Krebs praised the CTI League, saying its work “has helped disseminate indicators of compromise to network defenders, improve vulnerability management in the nation’s medical infrastructure, and manage supply chain risks in the medical sector.”
And Capitol Hill has taken notice of threats posed to health care groups and other critical organizations.
Democratic Sens. Mark Warner (Va.), Ed Markey (Mass.), and Richard Blumenthal (Conn.), along with Republican Sens. David Perdue (Ga.) and Tom Cotton (Ark.), sent a joint letter on Tuesday to both CISA and U.S. Cyber Command urging the agencies to take action to prevent cyberattacks on hospitals and research groups involved in fighting the spread of COVID-19.

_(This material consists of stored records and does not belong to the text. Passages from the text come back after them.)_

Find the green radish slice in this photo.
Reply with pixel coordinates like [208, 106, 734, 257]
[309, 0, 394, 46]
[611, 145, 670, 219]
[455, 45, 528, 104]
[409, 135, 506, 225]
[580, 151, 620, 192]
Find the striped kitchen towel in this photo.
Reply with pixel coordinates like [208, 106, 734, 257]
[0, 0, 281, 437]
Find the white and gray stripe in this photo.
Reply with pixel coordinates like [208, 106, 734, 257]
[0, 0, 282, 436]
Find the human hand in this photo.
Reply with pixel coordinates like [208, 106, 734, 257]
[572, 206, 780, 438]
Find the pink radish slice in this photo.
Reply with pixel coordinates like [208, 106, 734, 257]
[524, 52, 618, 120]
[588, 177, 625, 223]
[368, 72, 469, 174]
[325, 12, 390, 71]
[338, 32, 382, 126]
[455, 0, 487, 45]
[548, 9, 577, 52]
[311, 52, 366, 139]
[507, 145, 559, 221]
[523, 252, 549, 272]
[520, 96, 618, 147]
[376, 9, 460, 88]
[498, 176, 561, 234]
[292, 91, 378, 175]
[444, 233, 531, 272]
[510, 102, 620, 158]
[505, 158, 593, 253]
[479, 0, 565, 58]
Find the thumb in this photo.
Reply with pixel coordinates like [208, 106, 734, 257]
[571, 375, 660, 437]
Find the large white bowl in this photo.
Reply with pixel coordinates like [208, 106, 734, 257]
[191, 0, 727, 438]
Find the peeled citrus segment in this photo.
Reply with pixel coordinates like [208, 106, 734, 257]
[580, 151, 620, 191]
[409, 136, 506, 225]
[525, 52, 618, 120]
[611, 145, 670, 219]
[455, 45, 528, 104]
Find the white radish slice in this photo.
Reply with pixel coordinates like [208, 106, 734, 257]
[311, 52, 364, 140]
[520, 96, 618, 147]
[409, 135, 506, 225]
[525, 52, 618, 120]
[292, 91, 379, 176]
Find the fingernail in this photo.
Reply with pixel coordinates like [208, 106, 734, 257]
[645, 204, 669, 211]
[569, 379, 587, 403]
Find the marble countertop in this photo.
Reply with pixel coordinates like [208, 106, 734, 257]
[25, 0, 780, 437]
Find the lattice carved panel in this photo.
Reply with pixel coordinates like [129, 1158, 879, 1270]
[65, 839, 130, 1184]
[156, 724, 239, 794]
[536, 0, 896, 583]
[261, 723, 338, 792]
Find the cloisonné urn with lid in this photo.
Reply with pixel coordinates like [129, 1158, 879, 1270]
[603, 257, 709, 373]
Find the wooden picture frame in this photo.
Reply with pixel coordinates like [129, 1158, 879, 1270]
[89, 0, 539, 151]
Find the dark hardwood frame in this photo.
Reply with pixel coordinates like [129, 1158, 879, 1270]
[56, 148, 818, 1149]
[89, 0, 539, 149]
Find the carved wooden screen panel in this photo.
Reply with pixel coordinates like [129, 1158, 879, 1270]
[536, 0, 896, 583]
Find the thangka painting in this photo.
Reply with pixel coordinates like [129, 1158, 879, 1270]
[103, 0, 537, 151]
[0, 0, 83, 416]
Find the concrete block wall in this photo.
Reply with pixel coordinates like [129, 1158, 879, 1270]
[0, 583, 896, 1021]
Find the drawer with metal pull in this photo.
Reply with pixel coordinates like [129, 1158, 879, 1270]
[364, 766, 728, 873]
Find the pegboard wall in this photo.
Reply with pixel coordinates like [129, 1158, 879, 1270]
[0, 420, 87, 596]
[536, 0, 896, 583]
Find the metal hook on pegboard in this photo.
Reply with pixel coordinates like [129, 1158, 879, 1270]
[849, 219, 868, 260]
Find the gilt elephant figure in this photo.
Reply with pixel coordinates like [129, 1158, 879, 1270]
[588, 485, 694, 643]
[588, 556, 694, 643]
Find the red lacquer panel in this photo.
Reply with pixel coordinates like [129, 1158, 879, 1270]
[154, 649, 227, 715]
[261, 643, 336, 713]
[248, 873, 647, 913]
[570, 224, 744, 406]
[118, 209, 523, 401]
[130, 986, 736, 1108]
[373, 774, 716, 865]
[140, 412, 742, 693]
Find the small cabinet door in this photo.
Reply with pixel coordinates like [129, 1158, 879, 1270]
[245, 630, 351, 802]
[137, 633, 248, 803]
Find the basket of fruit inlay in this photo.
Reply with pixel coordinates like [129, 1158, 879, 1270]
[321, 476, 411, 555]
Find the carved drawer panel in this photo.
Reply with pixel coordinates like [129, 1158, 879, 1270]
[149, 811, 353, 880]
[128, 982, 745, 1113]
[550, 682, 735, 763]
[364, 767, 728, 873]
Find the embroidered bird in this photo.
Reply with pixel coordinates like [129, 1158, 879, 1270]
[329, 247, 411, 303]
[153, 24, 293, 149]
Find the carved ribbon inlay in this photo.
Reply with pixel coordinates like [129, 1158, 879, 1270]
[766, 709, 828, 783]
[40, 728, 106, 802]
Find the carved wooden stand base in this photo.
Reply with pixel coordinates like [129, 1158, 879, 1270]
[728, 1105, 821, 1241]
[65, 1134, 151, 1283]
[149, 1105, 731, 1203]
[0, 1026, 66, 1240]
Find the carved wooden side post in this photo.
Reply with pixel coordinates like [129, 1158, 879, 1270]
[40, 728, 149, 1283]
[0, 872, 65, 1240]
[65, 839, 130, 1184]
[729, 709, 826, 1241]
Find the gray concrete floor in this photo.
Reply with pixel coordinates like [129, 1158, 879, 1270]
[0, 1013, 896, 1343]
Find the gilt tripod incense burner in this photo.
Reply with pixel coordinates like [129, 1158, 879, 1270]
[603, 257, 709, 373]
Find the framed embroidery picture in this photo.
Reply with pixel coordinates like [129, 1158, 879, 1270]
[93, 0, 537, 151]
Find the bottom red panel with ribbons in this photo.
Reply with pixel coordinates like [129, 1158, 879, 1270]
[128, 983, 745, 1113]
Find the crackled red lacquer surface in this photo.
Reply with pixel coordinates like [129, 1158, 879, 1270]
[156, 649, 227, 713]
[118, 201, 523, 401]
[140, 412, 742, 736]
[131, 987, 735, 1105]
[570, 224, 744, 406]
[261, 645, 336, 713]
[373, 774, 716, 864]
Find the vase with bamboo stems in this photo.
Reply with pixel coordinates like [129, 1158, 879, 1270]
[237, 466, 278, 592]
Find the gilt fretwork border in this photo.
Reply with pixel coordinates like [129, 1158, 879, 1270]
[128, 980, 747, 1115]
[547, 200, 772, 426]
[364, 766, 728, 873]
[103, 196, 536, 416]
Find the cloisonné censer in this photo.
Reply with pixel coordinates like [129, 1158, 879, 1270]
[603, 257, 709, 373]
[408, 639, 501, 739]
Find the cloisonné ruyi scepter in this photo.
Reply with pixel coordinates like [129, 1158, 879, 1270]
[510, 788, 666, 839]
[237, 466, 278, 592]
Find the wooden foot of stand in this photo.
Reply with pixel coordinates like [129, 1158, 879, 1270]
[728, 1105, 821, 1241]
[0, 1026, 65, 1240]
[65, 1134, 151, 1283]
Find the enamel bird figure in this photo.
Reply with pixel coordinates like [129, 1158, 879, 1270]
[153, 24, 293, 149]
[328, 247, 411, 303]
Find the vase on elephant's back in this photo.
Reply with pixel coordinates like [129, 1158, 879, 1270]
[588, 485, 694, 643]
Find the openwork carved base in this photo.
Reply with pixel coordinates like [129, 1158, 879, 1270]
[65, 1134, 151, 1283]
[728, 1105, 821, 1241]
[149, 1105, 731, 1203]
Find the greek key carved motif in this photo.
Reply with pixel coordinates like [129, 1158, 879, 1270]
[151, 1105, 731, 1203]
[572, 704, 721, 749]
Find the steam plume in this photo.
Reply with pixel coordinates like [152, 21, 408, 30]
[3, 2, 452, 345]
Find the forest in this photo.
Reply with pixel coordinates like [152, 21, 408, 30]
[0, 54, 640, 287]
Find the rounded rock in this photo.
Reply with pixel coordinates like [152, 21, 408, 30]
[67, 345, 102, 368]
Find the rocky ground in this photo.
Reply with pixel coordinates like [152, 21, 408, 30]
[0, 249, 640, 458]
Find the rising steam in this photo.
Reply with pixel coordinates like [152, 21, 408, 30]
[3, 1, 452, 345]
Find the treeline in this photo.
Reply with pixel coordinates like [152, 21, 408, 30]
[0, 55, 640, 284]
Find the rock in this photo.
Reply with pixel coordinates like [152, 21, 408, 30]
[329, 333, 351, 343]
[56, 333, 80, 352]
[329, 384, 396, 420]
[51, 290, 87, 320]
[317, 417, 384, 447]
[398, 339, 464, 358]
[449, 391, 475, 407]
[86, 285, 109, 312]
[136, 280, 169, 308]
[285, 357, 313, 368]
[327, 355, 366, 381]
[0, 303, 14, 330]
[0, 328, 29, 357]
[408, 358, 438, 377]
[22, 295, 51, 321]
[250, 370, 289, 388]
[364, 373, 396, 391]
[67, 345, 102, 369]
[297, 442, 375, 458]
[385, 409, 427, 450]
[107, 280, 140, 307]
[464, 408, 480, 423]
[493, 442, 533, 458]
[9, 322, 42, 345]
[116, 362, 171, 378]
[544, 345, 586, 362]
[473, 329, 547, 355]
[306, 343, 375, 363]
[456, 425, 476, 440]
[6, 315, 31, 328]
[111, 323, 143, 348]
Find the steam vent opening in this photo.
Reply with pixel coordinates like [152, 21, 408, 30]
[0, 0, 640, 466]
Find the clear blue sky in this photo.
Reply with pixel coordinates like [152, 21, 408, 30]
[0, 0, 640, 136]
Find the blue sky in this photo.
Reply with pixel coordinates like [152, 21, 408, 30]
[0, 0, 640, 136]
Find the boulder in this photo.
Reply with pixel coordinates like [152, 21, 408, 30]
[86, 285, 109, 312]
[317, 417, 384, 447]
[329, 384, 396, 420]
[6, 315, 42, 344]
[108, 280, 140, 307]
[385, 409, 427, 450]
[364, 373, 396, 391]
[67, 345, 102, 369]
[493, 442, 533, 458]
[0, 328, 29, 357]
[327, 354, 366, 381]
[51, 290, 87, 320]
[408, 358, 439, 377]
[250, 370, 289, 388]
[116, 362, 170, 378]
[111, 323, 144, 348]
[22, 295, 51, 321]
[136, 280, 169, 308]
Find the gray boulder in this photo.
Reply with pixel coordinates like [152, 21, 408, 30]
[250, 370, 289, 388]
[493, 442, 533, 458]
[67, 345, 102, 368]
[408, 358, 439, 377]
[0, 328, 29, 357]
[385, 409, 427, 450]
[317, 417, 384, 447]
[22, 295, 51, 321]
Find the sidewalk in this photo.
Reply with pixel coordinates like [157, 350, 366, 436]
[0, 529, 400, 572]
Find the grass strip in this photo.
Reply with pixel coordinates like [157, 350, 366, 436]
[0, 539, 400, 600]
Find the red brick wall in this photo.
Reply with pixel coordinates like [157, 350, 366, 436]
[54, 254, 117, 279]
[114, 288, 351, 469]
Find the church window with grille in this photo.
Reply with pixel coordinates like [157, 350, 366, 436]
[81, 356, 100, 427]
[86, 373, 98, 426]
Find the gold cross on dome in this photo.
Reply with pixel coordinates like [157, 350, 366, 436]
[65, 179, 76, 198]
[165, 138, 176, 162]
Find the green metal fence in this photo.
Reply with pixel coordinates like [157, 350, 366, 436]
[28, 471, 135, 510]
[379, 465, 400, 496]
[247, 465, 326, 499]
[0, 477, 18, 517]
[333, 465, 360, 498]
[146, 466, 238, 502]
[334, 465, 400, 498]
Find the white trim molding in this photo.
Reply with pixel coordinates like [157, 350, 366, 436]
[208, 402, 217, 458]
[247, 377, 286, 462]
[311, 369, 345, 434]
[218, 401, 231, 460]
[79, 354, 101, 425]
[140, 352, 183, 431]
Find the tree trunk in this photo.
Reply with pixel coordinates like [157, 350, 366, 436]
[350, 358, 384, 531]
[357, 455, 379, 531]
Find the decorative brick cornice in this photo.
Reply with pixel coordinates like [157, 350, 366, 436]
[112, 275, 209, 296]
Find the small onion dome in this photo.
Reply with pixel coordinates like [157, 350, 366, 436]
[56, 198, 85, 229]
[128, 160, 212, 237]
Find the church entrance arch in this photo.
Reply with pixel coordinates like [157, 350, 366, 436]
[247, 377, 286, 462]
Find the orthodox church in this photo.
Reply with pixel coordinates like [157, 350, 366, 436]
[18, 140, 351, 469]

“During this moment of national crisis, the cybersecurity and digital resilience of our healthcare, public health, and research sectors are literally matters of life-or-death,” the senators wrote.
Pienaar saw the dual focus on cyber threats by government, law enforcement and the private sector as key to addressing cybersecurity vulnerabilities.
“I think it’s crucially important from a national security point of view, from a law enforcement point of view, to combat the pandemic that cybersecurity of the health care sector gets properly attended to and that we build a strong public-private partnership behind it, and the private sector does it all it can to protect our governments,” Pienaar said.
Regardless of when the COVID-19 pandemic ends, both Rogers and Pienaar were optimistic about the future of the virtual army built to defend critical networks, with Rogers saying it could be used to help defend elections or during other potential crises.
“What we’re thinking about is ‘how do we keep this going,’ because we have achieved so much,” Rogers said. “It would be so amazing if we could put together this group … good guys could come together and counterattack, I think if we could achieve that we would make the internet a much safer place.”